More hardcore commenters just get right to the nut -- if businessmen want a black-free establishment, Congress shall make no law! Some take the logical next step, and argue that the Civil Rights Act should be repealed ("If it is possible that the Civil Rights Act was the right thing to do in 1964, isn't it also possible that things have improved enough in nearly fifty years that we can now go back to respecting personal autonomy and property rights like we did before?").

Favorite isolated incidents:
[Joe] Scarborough sounds more like a liberal the longer he hangs out at MSNBC.

So Rand Paul thinks that it is okay to ask minorities to help support businesses with their taxes (to pay for police/court protection, roads, infrastructure, etc.) yet be prohibited from being able to patronize them?
They PAY taxes? News to me . . .

This is one of those things that is better left alone. Just lie about an answer and be done with it.
That last cowboy seems to have caught on. It remains to be seen if Rand has. (UPDATE: Apparently!)

I doubt this will scuttle Rand's campaign -- it is, after all, Kentucky. But if the incident informs more people of what libertarianism's really about, it will have been worth it.

UPDATE. James Joyner pitches in.
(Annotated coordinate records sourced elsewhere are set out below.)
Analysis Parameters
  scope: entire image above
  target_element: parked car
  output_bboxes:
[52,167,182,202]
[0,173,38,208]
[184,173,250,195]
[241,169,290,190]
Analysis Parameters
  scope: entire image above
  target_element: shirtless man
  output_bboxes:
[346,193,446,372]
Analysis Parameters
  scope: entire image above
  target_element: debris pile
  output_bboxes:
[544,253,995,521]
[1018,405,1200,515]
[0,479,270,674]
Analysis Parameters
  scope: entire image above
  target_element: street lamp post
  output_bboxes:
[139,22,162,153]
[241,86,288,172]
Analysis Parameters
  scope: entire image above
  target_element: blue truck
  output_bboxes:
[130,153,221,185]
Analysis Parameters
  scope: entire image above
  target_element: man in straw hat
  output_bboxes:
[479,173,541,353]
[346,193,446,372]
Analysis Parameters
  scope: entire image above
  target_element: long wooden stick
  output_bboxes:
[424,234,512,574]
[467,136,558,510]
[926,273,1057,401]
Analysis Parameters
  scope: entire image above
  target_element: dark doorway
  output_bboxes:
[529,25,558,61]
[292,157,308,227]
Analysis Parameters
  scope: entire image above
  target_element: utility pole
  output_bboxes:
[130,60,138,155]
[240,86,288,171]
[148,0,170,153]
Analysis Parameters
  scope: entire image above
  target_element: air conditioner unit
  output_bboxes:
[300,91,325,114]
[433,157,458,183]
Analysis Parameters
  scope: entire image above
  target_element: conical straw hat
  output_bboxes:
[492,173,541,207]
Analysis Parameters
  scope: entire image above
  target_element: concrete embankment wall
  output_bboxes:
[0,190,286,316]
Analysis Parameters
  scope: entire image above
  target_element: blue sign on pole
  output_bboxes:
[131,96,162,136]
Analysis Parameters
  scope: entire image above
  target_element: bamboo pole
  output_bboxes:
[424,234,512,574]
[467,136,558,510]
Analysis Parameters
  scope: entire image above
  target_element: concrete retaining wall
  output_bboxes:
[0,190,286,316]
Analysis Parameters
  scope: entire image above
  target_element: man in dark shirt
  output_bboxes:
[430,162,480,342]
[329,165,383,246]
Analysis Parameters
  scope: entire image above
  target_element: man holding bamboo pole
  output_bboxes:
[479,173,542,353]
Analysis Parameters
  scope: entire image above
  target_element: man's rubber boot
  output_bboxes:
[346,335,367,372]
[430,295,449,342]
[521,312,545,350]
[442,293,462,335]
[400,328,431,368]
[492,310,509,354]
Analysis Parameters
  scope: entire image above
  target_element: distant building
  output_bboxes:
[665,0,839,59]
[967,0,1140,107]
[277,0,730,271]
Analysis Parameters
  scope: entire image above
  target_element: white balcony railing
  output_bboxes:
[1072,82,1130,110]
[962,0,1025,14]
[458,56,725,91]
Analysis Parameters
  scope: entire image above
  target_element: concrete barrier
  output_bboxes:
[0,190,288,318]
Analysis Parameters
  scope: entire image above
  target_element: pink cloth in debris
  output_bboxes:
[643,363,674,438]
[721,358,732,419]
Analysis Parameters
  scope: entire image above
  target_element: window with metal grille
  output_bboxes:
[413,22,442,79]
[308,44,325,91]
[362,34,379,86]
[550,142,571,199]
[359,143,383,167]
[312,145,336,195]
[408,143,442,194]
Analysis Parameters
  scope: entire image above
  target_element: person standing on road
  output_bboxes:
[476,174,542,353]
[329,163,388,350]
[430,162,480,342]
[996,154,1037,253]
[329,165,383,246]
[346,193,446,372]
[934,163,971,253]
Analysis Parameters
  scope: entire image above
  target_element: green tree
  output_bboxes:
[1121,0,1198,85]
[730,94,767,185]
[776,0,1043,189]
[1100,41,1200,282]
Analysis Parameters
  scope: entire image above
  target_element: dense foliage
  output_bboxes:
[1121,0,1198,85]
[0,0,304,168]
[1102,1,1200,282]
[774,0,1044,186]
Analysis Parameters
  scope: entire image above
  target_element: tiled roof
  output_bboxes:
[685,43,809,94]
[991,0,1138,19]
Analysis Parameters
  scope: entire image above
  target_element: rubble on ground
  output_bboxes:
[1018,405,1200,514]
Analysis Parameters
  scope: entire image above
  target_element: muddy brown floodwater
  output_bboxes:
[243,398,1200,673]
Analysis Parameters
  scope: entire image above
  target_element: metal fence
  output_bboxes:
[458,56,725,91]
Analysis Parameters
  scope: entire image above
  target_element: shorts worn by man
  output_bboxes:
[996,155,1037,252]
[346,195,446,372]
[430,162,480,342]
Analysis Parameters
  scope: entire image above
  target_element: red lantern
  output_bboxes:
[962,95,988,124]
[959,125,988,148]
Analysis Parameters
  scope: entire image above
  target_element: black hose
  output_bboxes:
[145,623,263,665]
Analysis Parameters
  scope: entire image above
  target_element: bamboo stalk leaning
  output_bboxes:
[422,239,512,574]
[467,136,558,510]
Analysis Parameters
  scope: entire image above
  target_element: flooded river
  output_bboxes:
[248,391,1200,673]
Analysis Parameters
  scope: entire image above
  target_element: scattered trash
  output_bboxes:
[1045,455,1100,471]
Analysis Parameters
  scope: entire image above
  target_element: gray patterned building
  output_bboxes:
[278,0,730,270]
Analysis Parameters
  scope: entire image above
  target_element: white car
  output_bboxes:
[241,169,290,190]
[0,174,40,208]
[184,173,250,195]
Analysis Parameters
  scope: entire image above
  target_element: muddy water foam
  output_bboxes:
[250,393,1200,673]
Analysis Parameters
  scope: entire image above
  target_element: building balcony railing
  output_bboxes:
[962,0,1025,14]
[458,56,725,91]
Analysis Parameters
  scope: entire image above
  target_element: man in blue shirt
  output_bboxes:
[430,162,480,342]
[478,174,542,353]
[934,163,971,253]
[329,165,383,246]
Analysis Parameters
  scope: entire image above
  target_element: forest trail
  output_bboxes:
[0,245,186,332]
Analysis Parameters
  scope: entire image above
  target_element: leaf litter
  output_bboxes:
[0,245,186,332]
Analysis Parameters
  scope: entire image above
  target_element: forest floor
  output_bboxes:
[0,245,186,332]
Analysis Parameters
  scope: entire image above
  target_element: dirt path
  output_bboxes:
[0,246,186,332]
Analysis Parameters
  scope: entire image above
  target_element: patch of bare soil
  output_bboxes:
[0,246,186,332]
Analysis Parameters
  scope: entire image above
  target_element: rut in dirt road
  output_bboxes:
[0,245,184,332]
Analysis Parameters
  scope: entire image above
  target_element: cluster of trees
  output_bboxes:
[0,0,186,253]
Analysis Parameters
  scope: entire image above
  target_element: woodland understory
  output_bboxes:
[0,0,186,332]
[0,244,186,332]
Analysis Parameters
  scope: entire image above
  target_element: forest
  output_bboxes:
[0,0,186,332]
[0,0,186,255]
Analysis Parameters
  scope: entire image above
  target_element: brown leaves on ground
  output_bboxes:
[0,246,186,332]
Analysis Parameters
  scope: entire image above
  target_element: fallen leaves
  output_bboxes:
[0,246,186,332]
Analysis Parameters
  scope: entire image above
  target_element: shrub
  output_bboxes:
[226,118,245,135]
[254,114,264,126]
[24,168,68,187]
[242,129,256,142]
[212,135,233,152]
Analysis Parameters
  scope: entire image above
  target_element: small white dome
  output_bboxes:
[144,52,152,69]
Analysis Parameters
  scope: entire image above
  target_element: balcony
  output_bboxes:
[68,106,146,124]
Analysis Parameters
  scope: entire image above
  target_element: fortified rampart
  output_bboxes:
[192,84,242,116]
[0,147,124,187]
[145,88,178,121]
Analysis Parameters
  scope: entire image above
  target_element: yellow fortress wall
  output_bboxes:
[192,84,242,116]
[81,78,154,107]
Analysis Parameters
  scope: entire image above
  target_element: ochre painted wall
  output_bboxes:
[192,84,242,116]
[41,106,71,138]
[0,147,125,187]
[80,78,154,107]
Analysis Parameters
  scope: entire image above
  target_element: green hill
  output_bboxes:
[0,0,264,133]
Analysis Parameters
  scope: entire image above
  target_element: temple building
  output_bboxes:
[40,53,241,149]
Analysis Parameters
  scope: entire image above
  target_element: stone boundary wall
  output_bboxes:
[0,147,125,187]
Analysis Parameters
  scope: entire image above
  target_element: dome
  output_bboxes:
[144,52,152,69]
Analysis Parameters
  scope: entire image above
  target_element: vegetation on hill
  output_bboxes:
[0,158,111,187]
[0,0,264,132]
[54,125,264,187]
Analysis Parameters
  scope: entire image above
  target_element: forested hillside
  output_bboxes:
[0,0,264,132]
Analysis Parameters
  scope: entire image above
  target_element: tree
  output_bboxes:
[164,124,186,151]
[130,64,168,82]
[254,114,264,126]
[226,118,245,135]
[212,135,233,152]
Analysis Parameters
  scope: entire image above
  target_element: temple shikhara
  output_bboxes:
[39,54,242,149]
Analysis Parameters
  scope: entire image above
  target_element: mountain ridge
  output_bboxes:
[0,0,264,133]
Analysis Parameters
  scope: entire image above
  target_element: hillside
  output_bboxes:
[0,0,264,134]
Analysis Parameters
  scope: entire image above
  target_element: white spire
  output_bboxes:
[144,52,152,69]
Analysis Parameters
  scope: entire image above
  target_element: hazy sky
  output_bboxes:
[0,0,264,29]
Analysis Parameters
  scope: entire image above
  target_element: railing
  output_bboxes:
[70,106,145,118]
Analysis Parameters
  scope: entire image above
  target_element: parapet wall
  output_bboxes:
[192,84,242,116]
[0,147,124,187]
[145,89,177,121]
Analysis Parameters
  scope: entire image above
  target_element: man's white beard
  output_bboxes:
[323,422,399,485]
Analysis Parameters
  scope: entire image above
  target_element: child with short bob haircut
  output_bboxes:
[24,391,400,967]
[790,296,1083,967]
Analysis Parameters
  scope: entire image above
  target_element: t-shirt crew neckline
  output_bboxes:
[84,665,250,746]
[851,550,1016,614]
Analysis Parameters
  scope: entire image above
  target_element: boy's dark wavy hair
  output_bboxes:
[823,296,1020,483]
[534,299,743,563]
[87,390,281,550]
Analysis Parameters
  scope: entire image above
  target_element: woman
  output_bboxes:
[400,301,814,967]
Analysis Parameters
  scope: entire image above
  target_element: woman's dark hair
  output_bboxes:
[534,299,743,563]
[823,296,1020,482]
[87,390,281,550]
Sure, maybe things were bad for black people back then....
The problem, circa 1964, was that there really was not right to freely associate in this manner in much of the country... More importantly, it meant that, say, a black traveling salesman couldn’t easily conduct his business without an in-depth knowledge of which hotels, restaurants, and other establishments catered to blacks.
...but now we have the internet, so we can get rid of the Civil Rights Act and make something like Yelp for black traveling salesmen seeking Jim Crow accommodations. Maybe we can call it HALP!

UPDATE 2: The Poor Man has the transcript of "Rand Paul’s speech to the Southern Christian Leadership Conference in Birmingham, Alabama in April, 1963 (hypothetical)."